Some thoughts on Advanced Reader Copies

So, advanced reader copies. Publishers proofs. Whatever you want to call them really. They seem to be a never-ending source of discussion in the book blogging world. There seems to be a section devoted to them at least every fortnight in Oh the Books' very thorough weekly roundup. And more often than not that discussion seems to be focused on things like. .  ARC envy, not being able to get them when you want them, not being able to get the ones you want, having to many and not being able to keep up with them . . . etc.With all this going on constantly you may wonder why I'd want to throw my two cents into the pond.

I write a book blog. As far as book blogs go, it has a relatively small following. I am far far away from a superstar blogger. For me it is a hobby, among many other hobbies. I post when I feel like it, not five (or sometimes even two) times a week. I don't worry very much about how many followers I have. And yet I haven't been turned down for an advanced reader copy in over a year. Lately I've been wondering why that is. I think it simply comes down to my personality and the way I read, and I thought I'd share a few thoughts. This is not an instruction manual! Or a boast! It's just some reflective ponderings.

  • I hate DNF (did-not-finishing). With a passion. I can count the number of books I've given up on half way through on one hand. Most of the time I truly wish I was better at giving up on books. But it does mean that I've never had an ARC that I hadn't finished. 
  • I don't like having a massive to-be-read pile. Having a pile of books I have to read in a certain amount of time turns me into a pile of stress and turns reading from a joy into a chore. Which I don't like. . . . which means the most ARCs I ever have on my pile at any one time is two. 
  • I like reading backlist titles just as much as I like reading new ones. I don't ever want to limit myself to just reading brand new books. Heck, I'm trying to read 50 classics in 5 years. So when I'm looking through publishers catalogues I'm not going *this looks like it might be good. . . . let's see if I can get a copy*, it's *this looks FANTASTIC* or *this looks EXACTLY like the kind of book I want to read right now* 
  • I feel genuine gratitude to publishers when I think about the amount of work that goes into giving someone like me an ARC. Especially with print copies, which I prefer. For me to get a print advanced reader copy, they need to produce advanced copies (which are often far more expensive to produce due to smaller print runs), employ someone to sift through requests or get in touch with the people they think are best to read it, employ someone to package them up and pay the postage to get it to me. Considering that for the most part it's a book I requested, the least I can do to repay them for their effort is read the book and give them some feedback (I'm not saying I always give good feedback. Just feedback). 
  • My tastes are pretty encompassing. At the moment I'm reading a creepy thriller and a New Adult going-to-university story. Next on my pile is a biography of a historical Chinese Empress. Which means the ARCs that stand out to me often aren't the really high profile releases. 

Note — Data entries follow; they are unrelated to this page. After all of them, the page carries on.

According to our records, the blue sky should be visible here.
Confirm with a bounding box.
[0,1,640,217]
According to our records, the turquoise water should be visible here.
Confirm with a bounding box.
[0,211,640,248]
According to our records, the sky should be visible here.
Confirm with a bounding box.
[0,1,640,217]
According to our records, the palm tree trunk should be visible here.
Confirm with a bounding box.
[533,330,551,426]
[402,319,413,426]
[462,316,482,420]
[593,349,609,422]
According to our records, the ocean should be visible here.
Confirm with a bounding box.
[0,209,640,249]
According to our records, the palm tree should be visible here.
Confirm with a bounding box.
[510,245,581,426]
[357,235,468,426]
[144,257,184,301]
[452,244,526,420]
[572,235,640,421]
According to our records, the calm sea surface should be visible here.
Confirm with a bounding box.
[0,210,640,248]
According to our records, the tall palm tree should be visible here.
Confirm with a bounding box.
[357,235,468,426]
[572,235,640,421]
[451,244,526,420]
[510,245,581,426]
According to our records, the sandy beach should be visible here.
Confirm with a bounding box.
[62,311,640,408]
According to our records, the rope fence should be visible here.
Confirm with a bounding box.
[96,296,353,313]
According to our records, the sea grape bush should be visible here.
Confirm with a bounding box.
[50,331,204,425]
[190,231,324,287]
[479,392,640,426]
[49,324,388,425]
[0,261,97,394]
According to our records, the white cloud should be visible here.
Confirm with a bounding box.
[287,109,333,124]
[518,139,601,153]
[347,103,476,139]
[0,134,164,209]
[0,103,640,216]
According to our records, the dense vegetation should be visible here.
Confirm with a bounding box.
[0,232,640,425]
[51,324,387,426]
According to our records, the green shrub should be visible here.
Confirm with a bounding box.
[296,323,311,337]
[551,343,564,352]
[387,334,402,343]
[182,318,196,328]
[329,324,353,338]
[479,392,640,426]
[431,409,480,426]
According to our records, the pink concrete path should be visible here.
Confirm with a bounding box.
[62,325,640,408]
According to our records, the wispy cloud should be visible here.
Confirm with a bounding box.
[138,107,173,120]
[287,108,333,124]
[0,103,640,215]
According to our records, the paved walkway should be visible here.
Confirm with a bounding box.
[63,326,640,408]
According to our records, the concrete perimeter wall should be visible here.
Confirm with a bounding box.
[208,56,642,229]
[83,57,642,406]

On the whole, the combination of these factors means that I don't get turned down for ARCs. On blogger programmes where stats are a factor, my stats are high (on netgalley, which I don't really use anymore, my stats are literally 100%). I have good relationships with publishers, who appreciate when they get consistent feedback.  I've never suffered ARC envy, and stick to a level and genres of reading I'm comfortable with. It probably wouldn't work for everybody. But it definitely works for me.


  1. I've been reluctant to ask for ARCs because I'm a new blogger and don't have a huge following, but your post just inspired me to ask for a copy of a book I really want to review. I might get turned down, but what else do I have to lose? Thanks for this thoughtful post -- it's good to know about your experience.

    1. Thats exactly right, the worse they can do is say no!